9° DIA 30 ABR - DESLOCAMENTO DUBROVNIK – HVAR

     

         Há ferries que saem de vários lugares na costa e levam à ilha, nem todos levam carros. Para saber horários, preços e os que levam carros, deve-se pesquisar no site da Jadrolinija (https://www.jadrolinija.hr/en/ferry-croatia), a principal companhia que leva até lá.

         Optamos por um  ferry  que  saía  de  Dvrenik  (cerca  de 124 km de Dubrovnik) às 13:45 e nos levaria à ilha, na cidade de Sucuraj.

         Saímos do hotel às 10 hs, cruzamos a Bósnia Hezergovignia, retornamos a Croácia e, finalmente chegamos a Dvrenik por volta das 12:30 hs. Compramos o ticket do ferry e fomos almoçar. Comemos uma pizza na Konoba Lem, olhando as águas calmas da enseada e tomando um chope enquanto esperávamos a nossa saída.












         A travessia durou apenas 35 minutos e foi bem tranquila, permitindo-nos apreciar as lindas paisagens do Adriático.











       Em seguida atravessamos toda a ilha, cerca de 79 km, em 1:30 hs em direção a cidade de Hvar. Esse percurso foi muito bonito. A estrada é boa e cruza pelo meio da ilha, cheia de altos e baixos, permitindo um belo visual do mar azul, dos recortes da costa, ora de um lado, ora do outro da estrada. Passamos por algumas vinícolas e por plantações de lavanda, que é muito comum na ilha.










      Nosso  destino  era  a cidade  de Hvar, a maior e mais procurada pelos turistas. Na ilha há também outras cidades como Stari Grad, Jelsa, etc.

        Nos hospedamos no hotel Amfora, um enorme hotel na orla, fora do centro histórico, muito bonito, com uma belíssima vista da baía e das ilhas Pakleni.












        Depois de nos alojarmos  e curtirmos um  pouco o  hotel, saímos para contratar o passeio de barco pelas ilhas para amanhã. Essa aventura foi bem confusa, pois andar de carro nessa cidade é uma loucura e, como nós não sabíamos acabamos “entalados” em uma ruazinha que não tinha como voltar. Mas no final conseguimos sair de ré, com muita perícia do nosso “condutor”, hehehe. O correto é parar o carro no estacionamento e sair a pé, mas nós não sabíamos desse pequeno detalhe, nem a localização das agências.
    
     Por fim conseguimos fechar um passeio para o dia seguinte, aproveitando que teríamos um belo dia de sol. E descobrimos que o outro passeio que pretendíamos, para a ilha de Brač, não seria possível pois ainda estávamos na baixa estação e com pouca procura. Então, resolvemos reduzir um dia em Hvar e antecipar a ida para Split. Ainda bem que conseguimos resolver tudo com o gerente do hotel, sem problemas. Como é possível ver, a gente trabalha muito nessas viagens.... hahahah!

         A noite saímos de carro e paramos no estacionamento certo, andamos até a praça principal onde estão os restaurantes, lojinhas, etc..., e fomos jantar no Kogo – como a maioria daqui, comida mediterrânea, italiana, croata.

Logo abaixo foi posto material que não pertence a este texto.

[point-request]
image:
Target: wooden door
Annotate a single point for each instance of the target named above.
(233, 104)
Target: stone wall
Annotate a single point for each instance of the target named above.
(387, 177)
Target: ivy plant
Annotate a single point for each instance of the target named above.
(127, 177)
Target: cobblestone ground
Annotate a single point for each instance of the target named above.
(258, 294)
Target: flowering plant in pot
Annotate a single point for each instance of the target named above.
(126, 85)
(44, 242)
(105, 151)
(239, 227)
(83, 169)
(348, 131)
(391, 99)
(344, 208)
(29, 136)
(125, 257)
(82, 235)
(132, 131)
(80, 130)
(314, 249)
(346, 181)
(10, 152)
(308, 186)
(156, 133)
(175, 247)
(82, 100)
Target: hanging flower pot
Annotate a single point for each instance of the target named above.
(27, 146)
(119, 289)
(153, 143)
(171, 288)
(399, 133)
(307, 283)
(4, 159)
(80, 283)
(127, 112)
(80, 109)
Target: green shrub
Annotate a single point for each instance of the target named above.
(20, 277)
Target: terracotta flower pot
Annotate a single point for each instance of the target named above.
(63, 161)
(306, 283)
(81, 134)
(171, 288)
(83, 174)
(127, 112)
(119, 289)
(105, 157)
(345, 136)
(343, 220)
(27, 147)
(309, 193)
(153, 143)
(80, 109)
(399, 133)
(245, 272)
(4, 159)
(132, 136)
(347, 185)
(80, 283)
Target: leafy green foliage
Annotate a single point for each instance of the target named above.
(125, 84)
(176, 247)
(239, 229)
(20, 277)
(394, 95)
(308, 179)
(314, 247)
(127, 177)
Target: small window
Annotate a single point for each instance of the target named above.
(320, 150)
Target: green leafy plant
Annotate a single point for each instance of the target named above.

Comemos bem, fomos bem atendidos, a um preço justo, ainda ouvimos apresentações musicais do proprietário do estabelecimento, um alegre italiano.

         Observamos que na maioria dos restaurantes que fomos eles não colocam pão e água na mesa, a não ser que solicitado, como é comum em vários lugares da Europa. E na carta de vinhos, a grande maioria é de vinhos croatas, que são bons. Tem vinhos mais caros e outros mais em conta. Quase sempre bebemos o “vinho da casa”, ora em taças, ora em garrafas. Não nos arrependemos.

         Bom, amanhã faremos nosso passeio de barco pelo Adriático e suas ilhas.